Kurzbeschreibung

Dieser Beitrag illustriert den breiten Rahmen einer feministisch betriebenen Politik im Westen Deutschlands am Beispiel dreier autonomer Frauen aus der Frauenbewegung, die im Frankfurter Stadtparlament vertreten waren. Nach ihrer Meinung beinhaltet feministische Politik unter anderem die Kritik an männlichen Sprachformen, die Bereitschaft in „männliche“ Politikfelder einzudringen sowie mannigfaltiges politisches Engagement, welches weit über die institutionelle Parlamentsarbeit hinausgehe.
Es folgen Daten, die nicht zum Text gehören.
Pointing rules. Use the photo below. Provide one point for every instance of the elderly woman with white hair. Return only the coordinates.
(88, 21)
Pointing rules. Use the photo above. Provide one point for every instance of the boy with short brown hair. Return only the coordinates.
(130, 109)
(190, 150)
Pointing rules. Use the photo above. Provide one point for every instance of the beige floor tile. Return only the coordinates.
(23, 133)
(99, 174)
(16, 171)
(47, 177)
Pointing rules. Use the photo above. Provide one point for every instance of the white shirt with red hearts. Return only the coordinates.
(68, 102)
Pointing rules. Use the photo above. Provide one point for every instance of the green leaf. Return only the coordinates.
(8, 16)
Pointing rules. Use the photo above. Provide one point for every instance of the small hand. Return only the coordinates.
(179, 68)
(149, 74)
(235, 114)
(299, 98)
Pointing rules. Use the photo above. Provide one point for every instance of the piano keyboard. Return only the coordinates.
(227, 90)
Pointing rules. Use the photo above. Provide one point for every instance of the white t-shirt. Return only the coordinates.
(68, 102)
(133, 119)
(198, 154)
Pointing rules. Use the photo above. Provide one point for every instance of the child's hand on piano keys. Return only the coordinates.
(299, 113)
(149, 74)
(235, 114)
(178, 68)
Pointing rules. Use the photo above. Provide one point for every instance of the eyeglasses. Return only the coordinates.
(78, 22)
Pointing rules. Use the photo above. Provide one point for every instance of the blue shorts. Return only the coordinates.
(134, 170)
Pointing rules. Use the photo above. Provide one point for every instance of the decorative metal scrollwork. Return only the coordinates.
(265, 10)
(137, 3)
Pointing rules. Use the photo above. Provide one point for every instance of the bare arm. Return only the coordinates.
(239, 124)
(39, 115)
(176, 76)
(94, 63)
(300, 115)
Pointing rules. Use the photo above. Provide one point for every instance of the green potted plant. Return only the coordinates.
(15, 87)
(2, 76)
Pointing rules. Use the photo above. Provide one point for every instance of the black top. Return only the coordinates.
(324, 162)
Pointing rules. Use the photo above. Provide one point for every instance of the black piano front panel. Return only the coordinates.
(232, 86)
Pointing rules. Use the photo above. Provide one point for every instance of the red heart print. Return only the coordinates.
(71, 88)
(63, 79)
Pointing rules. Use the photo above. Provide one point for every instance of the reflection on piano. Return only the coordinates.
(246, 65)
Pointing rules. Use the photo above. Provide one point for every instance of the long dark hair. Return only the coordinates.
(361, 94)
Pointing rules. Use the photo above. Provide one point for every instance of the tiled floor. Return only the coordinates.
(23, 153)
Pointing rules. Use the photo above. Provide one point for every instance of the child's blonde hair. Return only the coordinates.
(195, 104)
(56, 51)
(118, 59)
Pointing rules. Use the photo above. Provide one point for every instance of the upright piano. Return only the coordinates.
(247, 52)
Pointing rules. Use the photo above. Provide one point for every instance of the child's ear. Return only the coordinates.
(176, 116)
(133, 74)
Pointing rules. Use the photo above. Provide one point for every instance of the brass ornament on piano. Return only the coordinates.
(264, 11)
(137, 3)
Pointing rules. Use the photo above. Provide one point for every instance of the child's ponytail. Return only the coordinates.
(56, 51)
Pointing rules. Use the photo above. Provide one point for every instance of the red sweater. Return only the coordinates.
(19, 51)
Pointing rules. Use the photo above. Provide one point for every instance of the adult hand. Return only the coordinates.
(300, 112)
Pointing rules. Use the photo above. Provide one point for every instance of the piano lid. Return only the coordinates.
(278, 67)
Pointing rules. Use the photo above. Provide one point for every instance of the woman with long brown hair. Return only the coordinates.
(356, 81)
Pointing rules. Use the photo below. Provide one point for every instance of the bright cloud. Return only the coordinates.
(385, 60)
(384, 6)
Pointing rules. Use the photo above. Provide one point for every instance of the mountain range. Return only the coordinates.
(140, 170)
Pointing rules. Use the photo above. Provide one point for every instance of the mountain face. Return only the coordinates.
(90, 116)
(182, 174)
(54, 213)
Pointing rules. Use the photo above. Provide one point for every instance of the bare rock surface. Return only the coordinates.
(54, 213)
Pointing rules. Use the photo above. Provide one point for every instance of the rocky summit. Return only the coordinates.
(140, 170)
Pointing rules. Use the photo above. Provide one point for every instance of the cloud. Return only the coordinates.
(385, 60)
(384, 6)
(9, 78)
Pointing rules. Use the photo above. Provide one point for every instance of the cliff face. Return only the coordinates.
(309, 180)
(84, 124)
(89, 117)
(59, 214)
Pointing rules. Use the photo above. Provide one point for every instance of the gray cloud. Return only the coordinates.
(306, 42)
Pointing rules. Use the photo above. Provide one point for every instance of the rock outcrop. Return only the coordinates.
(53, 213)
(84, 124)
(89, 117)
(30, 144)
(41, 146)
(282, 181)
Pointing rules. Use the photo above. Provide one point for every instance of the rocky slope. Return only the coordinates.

Frauenpolitik auf lokaler Ebene (1986)

  • Elke Kiltz
  • Brigitte Sellach

Quelle

Das Projekt „Autonome Frauen im Römer“: Feministische Politik im Frankfurter Stadtparlament

In Frankfurt machen wir als Trio, 3 autonome Frauen aus der Frauenbewegung, auf parlamentarischer Ebene feministische Politik – zwei als gewählte Stadtverordnete auf der Liste der GRÜNEN, eine als Fraktionsassistentin. Wir werden unterstützt von einer Gruppe autonomer Frauen, die sich wöchentlich trifft, um unsere Arbeit mitzuentwickeln und mitzutragen. Wir machen feministische Politik, wenn wir z. B. gegen die schienenfreie Innenstadt sind und das mit der geschlechtlichen Arbeitsteilung begründen, wenn wir gegen die Sperrgebietsverordnung kämpfen und unsere Kampagne unter dem Motto führen: „Frauen gegen Doppelmoral“, wenn wir in unserer Haushaltsrede mit einem Zitat aus dem klassischen Kochbuch von Davidis über sparsame Haushaltsführung beginnen oder wenn wir Anträge stellen zur finanziellen Förderung von Frauenprojekten in der Stadt. Wir machen feministische Politik auch dann, wenn wir immer wieder die männlichen Sprachformen kritisieren und beispielsweise den Begriff „Milchmädchenrechnung“, ein Lieblingsbegriff männlicher Parlamentarier, zurückweisen. Über diese Politik wollen wir in unserem Beitrag auch ganz konkret berichten: Feministische Politik im traditionellen Politikbereich eines Parlamentes, wie wir sie verstehen, soll Frauen in ihren vielfältigen Arbeits- und Lebensformen ins Blickfeld der Öffentlichkeit rücken, sie sollen zu einem zentralen Thema der politischen Öffentlichkeit in Frankfurt werden. Die Schwierigkeiten für unsere feministische Politik ergeben sich allerdings dann, wenn wir die Verbesserung der Lebensverhältnisse von Frauen auf ihrem Weg zu mehr Autonomie auf der Ebene von Maßnahmen, städtischen Verordnungen u. ä., konkretisieren müssen, die von einer Verwaltung umsetzbar sind. Worauf soll es eigentlich hinauslaufen, bzw. was für eine Art städtischer Welt, städtischer Gesellschaft wollen wir eigentlich? Bis vor kurzem haben wir in unseren Diskussionen dieses Problem so gelöst, daß wir von unseren feministischen Utopien gesprochen haben, wobei weitgehend offenblieb, was wir uns genau darunter vorstellen, sind doch die Lebensentwürfe und der Alltag von Frauen so verschieden wie die Erklärungen und Interpretationen, die sie dafür finden. []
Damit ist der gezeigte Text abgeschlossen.